Reversible impairment of myocardial contractility due to hypercarbic acidosis in the isolated perfused rat heart.

BACKGROUND AND METHODS

Striking increases in PCO2 of the myocardium have recently been documented during cardiac arrest. The purpose of the present study was to investigate selective effects of hypercarbia as distinct from acidosis on left ventricular contractile function and oxygen utilization. An isolated, spontaneously beating rat heart preparation was utilized. The perfusate was equilibrated with gases containing 5%, 10%, 20%, and 30% CO2. In a subset of experiments, the [H+] was adjusted independently of PCO2 by decreasing the concentration of HCO3-.

RESULTS

When the PCO2 of the perfusate was progressively increased from 36 to 146 torr (4.8 to 29.5 kPa), the left ventricular systolic pressure (LVSP) generated by the isolated heart and the maximum rate of pressure change in the left ventricle (dP/dt) were decreased to 20% of their control values.

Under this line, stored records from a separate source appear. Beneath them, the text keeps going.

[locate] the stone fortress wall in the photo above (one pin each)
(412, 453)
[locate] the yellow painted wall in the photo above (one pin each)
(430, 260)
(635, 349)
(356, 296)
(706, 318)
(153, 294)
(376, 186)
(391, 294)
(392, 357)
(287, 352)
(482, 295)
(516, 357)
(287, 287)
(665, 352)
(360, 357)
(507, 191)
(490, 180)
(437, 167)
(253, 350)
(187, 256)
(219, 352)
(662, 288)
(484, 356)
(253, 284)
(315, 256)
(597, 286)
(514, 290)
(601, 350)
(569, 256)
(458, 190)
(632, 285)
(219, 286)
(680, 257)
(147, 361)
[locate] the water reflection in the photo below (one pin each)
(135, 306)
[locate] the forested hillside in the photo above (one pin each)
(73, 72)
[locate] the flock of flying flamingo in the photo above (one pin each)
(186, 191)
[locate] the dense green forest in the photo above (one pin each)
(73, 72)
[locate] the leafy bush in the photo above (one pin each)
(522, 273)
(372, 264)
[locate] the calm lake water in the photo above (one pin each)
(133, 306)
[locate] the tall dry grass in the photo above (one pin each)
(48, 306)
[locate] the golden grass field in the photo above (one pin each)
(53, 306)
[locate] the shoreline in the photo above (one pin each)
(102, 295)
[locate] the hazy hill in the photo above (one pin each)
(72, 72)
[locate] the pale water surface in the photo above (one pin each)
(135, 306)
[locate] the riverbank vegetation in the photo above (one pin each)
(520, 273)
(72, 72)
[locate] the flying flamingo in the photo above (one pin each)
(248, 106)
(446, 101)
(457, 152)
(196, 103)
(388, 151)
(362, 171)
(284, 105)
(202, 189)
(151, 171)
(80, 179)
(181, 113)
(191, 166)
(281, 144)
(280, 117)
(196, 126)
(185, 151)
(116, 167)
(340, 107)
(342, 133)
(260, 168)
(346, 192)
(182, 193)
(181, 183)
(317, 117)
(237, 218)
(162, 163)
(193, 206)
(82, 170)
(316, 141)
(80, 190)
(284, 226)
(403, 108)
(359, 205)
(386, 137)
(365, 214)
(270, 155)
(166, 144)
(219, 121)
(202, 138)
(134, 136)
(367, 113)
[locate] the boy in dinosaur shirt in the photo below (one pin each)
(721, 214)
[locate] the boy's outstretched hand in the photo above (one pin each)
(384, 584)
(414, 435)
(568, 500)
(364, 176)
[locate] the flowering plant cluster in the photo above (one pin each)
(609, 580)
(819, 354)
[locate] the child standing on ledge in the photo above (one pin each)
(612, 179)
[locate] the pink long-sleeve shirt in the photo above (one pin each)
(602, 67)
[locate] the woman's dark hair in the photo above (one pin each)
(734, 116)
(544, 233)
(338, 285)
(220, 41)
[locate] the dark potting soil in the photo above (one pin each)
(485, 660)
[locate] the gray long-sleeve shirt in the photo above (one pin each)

However, comparable acidosis in the absence of hypercarbia produced only minimal decreases in the LVSP or dP/dt such that contractility remained at greater than or equal to 88%. Increases in the perfusate PCO2 but not in the perfusate H+ were highly correlated with decreases in both myocardial contractility and oxygen consumption (r2 = .88).

CONCLUSION

Hypercarbia rather than acidosis accounts for decreased contractility and oxygen utilization in the isolated perfused rat heart.